Stonebridge House was listed in 2005. In July 2012 the site was sold to Grantham college. The £52 million redevelopment could be completed by the start of the 2017/18 academic year. Stonebridge House, due to its listed status will be retained and used as teaching space by the college while the rest of the site will be demolished and developed by new build.

*2. The Explore:*

Nothing too much to get excited about as this is a ‘live’ site about to undergo redevelopment and hence pretty much everything is sealed here. The former police houses are on the periphery of the site but not that interesting. Stonebridge House is far more pleasing on the eye but subject to intense CCTV scrutiny. Hence it’s just externals for this one I’m afraid. Given this place hasn’t been done before, though, I guessed something is better than nothing.

*3. The Pictures:*

First the nine former police houses:


img8897 by HughieDW, on Flickr


img8898 by HughieDW, on Flickr


img8902 by HughieDW, on Flickr


img8896 by HughieDW, on Flickr


img8895 by HughieDW, on Flickr


img8893 by HughieDW, on Flickr


img8891bw by HughieDW, on Flickr


img8890 by HughieDW, on Flickr

And then a few of Stonebridge House:


img8903 by HughieDW, on Flickr


img8904 by HughieDW, on Flickr


img8900 by HughieDW, on Flickr


img8908 by HughieDW, on Flickr


img8907 by HughieDW, on Flickr


----------



## Mikeymutt (Feb 20, 2017)

Shame you could not get in mate.looks a lovely building.least it is being saved


----------



## HughieD (Feb 20, 2017)

Mikeymutt said:


> Shame you could not get in mate.looks a lovely building.least it is being saved



That's right mate.

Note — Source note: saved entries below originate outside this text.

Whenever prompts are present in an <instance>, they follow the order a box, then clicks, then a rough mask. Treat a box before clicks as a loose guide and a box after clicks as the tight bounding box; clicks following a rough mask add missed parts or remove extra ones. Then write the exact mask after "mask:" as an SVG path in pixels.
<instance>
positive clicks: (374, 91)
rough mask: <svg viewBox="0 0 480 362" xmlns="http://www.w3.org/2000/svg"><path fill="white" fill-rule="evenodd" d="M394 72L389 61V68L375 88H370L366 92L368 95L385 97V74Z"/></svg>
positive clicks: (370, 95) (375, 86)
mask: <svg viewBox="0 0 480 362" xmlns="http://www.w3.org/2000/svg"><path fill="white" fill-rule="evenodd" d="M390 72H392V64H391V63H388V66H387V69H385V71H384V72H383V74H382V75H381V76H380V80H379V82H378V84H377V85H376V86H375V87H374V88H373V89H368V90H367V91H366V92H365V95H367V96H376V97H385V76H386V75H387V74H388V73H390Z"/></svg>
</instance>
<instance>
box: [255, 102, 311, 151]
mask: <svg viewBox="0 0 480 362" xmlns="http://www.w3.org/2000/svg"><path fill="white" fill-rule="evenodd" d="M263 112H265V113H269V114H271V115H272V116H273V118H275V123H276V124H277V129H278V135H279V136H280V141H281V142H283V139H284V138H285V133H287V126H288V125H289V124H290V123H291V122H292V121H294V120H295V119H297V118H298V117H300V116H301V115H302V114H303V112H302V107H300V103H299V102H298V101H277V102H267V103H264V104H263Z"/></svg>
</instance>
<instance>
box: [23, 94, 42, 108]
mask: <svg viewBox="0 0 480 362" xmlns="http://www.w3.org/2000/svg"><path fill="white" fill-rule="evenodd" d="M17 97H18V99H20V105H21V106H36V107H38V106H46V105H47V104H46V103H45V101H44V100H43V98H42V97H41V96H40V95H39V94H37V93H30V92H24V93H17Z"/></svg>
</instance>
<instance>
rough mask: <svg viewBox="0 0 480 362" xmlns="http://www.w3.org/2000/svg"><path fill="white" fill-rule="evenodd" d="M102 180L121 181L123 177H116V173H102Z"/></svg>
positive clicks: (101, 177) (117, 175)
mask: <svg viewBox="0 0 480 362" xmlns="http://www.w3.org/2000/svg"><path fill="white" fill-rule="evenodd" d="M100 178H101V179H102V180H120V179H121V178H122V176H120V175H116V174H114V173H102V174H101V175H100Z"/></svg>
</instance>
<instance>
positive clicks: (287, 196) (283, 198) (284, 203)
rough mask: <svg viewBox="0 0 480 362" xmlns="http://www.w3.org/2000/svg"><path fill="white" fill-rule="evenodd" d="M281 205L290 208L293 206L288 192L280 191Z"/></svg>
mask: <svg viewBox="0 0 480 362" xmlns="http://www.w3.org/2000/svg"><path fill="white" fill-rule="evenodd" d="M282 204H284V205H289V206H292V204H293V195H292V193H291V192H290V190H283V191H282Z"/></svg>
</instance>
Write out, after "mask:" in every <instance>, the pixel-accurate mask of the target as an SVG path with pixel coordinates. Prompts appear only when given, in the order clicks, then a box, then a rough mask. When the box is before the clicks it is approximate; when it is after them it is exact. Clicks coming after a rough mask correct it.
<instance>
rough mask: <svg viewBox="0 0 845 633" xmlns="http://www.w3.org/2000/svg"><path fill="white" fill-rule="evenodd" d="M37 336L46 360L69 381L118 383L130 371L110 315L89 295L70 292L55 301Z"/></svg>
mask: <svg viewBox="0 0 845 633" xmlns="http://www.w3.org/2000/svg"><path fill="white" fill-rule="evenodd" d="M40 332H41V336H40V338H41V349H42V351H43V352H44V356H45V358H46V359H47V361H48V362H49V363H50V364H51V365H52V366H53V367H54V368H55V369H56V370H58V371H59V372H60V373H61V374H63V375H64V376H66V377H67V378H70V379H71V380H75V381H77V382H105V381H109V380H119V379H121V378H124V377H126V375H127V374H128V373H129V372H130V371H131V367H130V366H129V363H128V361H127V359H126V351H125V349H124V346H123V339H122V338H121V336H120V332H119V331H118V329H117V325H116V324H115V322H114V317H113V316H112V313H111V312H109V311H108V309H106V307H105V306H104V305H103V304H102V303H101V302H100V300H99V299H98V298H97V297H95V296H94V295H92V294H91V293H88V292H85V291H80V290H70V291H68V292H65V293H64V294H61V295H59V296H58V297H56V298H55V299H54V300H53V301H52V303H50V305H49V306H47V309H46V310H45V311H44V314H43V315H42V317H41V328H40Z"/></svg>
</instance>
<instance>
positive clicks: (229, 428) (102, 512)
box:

Think it's going to be converted into teaching space.


----------



## withindelain (Feb 20, 2017)

you should have given me a shout...im about 3 mins in the car from that place....I did email the college to try and get a permission visit...but was a non-starter


----------



## jsp77 (Feb 20, 2017)

was ashame you couldn't gain access as looks to be a good mooch.


----------



## HughieD (Feb 22, 2017)

withindelain said:


> you should have given me a shout...im about 3 mins in the car from that place....I did email the college to try and get a permission visit...but was a non-starter



Shame you didn't get anywhere. Really is CCTV'ed up to the eyeballs so permission visit is the only possibility really...


----------



## Potter (Mar 2, 2017)

Grand old building


----------



## prettyvacant71 (Mar 3, 2017)

I like that! Some lovely yellow brick and stone buildings, impressive arched doorway, its good to hear some will be saved!


----------



## Tia218 (Apr 6, 2017)

Still worth seeing, especially if anyone gets to visit after the renovation. thx


----------